I'm looking at my 1 point Weight Watchers Chocolate Mint Bar and I'm thinking, "Seriously?" It's barely even two bites! I'd be willing to bet that the same size of any candy bar, Snickers, Butterfinger, Almond Joy – you know, the really good stuff – would be 1 point. And frankly, I'd rather have a bite or two of "the good stuff" over just about anything that has the phrase "Weight Watchers" on it. Must be a psychological thing for me; maybe if I don't feel like I'm being a good girl, maybe if I feel like I'm even being a little bad, my craving for chocolate seems to be more satiated. Like the jingle says, "Gimme a break of a Kit Kat bar"…but then you better take the rest of it away before my sweet tooth cranks into high gear.
I wish I could just have that sweet tooth pulled. My son pointed out which one he thought it was when he was about two (cutest story ever…"Mommy, I think that's your sweet tooth because it looks a little nicer than the rest"). But lately, I've just had one too many doctors tell me that "the party" (to which I have never seen the invitation) is over, and now its time to start getting serious about diet and exercise. Party poopers!!!
Which brings me back to my point(s); here I sit calculating points for this, that, and the other thing and trying to think of ways I can undo the damage I can't seem to keep from doing to myself on those "bad points days." Sixty minutes of spinning and step aerobics are high on the point value scale (8 points each – that's a full meal!). But some days, I can't seem to work in the hour it takes for me to earn that kind of sweat equity, so I find myself looking frantically to see if activity points are listed for practically anything I do. How many points for being a timer at my daughter's swim meet? I mean, that's a good two hours of getting up, leaning over, twitching my thumb, writing down the times, then sitting down, not to mention the added "yoga pose" I have to practice on deck to avoid getting drenched when timing the breaststroke (I like to call it "Lady Staying Dry").
Or scorekeeping for a junior varsity softball team. The standing on tippy toes, craning to see if the out was 1-3 (pitcher throws to first base) or if first base made the out unassisted (1-1 is the way I'd score that one)…could that be worth at least one point?

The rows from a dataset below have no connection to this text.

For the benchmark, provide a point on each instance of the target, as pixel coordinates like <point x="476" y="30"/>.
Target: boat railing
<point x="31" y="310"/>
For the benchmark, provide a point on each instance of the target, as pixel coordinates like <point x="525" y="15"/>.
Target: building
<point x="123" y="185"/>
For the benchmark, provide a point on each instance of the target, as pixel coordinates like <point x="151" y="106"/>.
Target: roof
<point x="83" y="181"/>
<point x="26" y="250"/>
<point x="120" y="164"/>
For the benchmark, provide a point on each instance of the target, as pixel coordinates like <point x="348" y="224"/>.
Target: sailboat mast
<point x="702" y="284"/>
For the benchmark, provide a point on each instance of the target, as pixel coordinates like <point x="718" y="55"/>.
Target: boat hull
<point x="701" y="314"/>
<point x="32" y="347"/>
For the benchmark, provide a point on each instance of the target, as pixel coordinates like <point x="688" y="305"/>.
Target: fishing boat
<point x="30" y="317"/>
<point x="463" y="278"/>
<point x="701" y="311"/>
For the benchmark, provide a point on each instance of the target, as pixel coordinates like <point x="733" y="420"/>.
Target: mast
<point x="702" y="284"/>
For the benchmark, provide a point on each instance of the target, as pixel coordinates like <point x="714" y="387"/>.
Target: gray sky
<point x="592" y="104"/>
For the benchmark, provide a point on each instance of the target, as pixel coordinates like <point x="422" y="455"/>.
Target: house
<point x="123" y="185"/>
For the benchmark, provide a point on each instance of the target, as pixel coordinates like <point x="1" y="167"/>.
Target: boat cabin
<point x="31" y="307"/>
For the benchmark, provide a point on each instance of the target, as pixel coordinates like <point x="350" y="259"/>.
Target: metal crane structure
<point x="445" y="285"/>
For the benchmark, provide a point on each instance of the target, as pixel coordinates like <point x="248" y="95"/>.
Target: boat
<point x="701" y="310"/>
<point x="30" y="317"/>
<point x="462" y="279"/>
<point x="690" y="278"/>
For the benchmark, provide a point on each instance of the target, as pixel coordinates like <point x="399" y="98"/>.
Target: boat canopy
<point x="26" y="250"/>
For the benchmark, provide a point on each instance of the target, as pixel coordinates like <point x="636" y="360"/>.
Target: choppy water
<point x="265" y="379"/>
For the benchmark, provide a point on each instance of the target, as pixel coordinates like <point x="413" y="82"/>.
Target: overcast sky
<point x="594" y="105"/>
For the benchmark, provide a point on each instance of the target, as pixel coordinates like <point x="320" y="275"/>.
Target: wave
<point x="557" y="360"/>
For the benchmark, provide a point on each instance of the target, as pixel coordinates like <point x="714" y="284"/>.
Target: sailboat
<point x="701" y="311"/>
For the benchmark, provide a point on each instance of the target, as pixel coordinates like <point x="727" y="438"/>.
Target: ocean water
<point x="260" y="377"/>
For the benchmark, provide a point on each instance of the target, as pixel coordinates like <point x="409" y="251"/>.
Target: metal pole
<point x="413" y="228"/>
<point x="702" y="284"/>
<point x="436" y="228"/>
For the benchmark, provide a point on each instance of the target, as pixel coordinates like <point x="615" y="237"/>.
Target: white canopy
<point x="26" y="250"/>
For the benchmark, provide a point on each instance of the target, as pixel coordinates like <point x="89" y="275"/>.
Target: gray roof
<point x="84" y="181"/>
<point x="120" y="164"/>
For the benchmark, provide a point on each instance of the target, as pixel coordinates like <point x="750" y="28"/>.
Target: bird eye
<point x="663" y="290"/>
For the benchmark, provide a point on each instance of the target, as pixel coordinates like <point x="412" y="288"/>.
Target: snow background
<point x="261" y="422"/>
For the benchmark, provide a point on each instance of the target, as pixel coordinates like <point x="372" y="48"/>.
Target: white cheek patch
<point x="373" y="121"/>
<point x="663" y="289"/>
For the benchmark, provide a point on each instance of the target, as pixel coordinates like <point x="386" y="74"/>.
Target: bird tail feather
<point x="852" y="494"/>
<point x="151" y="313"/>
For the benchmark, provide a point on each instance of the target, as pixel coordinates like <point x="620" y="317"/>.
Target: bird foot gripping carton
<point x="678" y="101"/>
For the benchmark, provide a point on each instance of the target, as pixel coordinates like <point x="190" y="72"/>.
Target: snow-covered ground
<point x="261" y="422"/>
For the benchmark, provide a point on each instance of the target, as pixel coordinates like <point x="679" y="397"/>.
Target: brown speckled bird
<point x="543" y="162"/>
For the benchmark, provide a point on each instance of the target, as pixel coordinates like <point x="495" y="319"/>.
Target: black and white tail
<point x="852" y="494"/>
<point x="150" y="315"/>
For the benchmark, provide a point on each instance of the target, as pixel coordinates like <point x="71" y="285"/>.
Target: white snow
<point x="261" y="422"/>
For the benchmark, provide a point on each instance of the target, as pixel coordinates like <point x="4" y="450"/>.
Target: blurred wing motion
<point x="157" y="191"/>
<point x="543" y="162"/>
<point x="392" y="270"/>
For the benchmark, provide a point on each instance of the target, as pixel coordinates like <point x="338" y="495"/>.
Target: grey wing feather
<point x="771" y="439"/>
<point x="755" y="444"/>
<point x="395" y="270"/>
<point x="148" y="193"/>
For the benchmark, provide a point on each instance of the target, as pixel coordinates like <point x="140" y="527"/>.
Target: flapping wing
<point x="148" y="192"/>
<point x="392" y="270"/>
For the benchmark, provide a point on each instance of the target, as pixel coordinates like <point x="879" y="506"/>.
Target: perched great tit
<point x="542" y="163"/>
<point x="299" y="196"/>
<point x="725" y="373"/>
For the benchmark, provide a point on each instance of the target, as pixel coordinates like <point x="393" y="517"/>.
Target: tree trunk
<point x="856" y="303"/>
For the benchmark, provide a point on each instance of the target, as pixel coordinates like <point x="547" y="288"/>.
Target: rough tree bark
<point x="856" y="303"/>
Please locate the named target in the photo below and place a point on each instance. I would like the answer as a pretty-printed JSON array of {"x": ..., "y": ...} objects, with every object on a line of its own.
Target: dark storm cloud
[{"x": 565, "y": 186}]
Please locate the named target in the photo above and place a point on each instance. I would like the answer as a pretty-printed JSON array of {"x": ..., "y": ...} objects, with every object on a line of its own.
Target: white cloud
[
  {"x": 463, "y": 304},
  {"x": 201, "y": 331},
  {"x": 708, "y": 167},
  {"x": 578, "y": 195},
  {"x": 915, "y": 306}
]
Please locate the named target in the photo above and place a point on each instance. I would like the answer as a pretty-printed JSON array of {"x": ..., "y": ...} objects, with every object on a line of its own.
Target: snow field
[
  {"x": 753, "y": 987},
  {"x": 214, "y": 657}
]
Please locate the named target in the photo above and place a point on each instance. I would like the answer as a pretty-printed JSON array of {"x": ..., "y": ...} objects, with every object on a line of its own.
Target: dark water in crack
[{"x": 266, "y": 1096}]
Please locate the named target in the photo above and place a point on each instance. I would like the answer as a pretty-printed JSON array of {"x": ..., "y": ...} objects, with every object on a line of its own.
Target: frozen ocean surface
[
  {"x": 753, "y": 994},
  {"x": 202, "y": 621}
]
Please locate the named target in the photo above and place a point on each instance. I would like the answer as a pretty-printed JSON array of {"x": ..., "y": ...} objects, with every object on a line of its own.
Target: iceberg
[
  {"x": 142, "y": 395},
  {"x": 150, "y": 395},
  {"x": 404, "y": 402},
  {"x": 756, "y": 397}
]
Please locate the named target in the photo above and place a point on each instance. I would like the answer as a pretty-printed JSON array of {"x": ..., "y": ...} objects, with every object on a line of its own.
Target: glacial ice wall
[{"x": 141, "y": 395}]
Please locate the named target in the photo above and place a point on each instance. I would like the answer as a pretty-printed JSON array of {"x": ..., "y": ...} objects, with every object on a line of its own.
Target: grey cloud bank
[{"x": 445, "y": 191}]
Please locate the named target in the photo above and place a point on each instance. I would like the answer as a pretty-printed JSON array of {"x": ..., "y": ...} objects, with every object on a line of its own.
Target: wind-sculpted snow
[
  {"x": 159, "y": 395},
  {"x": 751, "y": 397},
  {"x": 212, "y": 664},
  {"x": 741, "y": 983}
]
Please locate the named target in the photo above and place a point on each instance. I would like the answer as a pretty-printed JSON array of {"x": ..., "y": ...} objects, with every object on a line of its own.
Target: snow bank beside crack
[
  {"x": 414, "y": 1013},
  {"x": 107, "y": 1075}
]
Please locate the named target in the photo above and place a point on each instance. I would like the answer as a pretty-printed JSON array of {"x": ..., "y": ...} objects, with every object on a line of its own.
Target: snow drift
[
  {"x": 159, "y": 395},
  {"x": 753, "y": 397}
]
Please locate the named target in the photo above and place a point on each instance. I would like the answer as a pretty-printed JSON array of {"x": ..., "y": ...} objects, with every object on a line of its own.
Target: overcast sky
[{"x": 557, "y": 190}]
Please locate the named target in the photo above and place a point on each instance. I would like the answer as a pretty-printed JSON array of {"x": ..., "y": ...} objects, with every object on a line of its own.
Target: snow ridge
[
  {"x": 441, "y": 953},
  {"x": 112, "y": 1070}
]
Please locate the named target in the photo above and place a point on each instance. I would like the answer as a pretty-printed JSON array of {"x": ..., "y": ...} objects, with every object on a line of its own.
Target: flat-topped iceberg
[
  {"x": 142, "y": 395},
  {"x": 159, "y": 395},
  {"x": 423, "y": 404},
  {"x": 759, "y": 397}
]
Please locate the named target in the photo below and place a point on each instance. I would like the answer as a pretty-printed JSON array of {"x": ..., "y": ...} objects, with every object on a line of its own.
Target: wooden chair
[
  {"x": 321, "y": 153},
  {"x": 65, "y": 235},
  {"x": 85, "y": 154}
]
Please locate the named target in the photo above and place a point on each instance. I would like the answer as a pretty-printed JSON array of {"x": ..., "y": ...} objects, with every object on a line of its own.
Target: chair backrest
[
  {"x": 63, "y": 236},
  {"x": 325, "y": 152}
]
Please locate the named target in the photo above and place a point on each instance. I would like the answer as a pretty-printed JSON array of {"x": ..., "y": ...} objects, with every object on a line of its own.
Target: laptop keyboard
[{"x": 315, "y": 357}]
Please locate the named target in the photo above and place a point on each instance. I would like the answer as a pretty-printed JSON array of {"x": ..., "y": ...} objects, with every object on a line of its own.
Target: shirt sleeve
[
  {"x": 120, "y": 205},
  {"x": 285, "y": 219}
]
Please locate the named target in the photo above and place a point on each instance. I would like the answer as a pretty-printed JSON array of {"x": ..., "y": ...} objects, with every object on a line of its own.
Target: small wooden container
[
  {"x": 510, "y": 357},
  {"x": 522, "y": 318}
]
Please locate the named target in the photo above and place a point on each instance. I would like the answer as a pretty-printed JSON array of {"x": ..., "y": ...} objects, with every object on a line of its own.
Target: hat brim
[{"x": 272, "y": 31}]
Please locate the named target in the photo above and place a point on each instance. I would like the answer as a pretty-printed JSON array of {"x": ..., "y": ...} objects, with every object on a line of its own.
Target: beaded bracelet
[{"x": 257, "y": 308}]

And those sports awards nights ought to be worth at least a couple of activity points. Yea sure, you're sitting for most of the time, but there are the bursts of enthusiastic applause, the yelling out of your kid's name, not to mention the energy it must take your body to exert as the will to live is slowly sucked out of your body when the evening's festivities enter hour number two.
But, I'm learning to embrace the point system. Those Weight Watchers Ice Cream Bars are mighty tasty (1 point), and I found a delicious recipe for Greek-Style Cheeseburgers (6 points). And sometimes, I'm surprised at how low in points certain foods are. Who knew a serving of polar bear flesh (I kid you not – this is actually listed on the Weight Watchers food database) would only be worth 3 points? Not to mention the fact that you probably gain about a billion activity points just trying to gather this particular delicacy.